IF YOU HAVE TO PUSH-START, IT IS BEST DONE IN 3rd GEAR, NOT FIRST GEAR!  While one reason is that 1st or 2nd might cause the rear wheel to slip and not transmit enough force to rotate the engine properly...it is also easier on the flange taper to not use sudden very high shock forces when suddenly engaging the clutch.  You do NOT want the taper fit to slip....that usually damages it.
If you are on dry pavement, and are careful, you can use 2nd gear.
 


revisions:
04/04/2003:  revise strictly for clarity
05/10/2003:  add some items previously in hints.htm section of website, and revise entire article.
01/14/2004:  Clarifications about the -560 wrench, use of the torque wrench, and hyperlink to the tools.htm
                    article.
02/15/2005:  a few more clarifications
01/30/2008:  Clarify that 29 footpounds is the maximum, and that 20-22 is likely OK with Loctite blue;
                    minor other changes (grammar)
03/08/2008:  Add exact measured bolts information, in bold and color; do some minor clarifying
06/17/2011:  Clean up article, add hyperlink, etc.

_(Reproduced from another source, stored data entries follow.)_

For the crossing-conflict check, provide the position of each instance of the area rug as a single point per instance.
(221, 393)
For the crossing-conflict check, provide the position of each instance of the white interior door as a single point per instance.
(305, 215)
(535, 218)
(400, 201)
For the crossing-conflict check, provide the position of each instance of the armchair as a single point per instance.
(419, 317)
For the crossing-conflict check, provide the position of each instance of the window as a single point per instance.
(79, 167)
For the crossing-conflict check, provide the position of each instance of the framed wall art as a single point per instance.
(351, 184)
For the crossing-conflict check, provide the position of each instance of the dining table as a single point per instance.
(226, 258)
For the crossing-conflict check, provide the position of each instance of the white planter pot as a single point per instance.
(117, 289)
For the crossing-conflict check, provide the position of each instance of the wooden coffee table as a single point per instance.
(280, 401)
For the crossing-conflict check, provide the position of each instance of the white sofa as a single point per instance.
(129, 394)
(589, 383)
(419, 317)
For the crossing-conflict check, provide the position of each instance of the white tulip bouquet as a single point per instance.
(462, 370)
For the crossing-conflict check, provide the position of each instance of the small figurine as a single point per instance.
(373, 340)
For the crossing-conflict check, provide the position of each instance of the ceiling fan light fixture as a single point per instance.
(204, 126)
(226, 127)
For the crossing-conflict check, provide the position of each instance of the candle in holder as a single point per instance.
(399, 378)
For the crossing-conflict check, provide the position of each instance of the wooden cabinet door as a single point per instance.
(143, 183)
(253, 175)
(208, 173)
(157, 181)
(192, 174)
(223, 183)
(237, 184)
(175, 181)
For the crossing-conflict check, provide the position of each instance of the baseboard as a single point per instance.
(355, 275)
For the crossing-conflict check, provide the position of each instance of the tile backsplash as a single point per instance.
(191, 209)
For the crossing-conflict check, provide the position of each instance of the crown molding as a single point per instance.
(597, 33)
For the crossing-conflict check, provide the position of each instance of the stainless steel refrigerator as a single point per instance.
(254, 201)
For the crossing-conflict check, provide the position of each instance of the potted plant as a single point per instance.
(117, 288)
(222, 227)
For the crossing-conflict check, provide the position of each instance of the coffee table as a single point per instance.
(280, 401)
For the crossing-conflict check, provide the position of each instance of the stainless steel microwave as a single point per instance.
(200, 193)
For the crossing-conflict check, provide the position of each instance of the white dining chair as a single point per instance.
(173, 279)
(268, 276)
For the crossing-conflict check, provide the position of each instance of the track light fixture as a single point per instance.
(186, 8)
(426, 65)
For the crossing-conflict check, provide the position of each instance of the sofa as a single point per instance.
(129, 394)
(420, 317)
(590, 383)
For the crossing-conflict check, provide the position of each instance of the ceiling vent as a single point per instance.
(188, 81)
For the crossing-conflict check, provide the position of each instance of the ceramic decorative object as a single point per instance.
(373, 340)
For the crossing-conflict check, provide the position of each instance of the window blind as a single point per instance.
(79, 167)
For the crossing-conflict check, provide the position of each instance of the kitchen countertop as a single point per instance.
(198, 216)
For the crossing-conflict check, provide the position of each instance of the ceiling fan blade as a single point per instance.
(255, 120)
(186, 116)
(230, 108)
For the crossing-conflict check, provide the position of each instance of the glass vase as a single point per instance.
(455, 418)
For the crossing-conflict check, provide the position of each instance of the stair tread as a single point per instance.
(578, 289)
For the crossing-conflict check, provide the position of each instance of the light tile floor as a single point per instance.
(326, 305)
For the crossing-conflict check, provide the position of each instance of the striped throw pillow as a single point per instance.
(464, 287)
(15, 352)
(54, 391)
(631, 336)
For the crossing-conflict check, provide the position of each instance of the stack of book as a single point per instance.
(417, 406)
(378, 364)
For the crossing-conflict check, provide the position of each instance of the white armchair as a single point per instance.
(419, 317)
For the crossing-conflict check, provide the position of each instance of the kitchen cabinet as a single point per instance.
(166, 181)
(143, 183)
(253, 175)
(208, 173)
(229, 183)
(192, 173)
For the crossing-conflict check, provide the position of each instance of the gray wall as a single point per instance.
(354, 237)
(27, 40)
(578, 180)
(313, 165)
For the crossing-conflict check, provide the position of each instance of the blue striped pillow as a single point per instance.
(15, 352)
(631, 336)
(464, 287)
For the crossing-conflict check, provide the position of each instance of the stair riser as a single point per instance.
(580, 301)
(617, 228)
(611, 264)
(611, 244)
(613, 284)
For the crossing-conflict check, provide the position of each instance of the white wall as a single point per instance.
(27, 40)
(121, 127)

09/26/2012:  Add QR code, language button, update Google code
09/27/2012:  Clean up for clarity regarding the new bolts, torques, push-starting.
03/29/2014:  Clean up possible confusing information on torque wrench use/settings.  Two more edits,
                    one later in the morning, and one in the evening.
08/16/2015:  Clean up a bit, and fix excessive verboseness in two places, and set down latest specs for torque.
08/22/2015:  Fix error in bolt part number, plus some minor clarifications and cleanup.
02/09/2016:  Update meta-codes. Narrow article.  Increase font size and use more left justification.  Change
                    horizontal lines.  Clarify some details.  Remove excessive redundancies.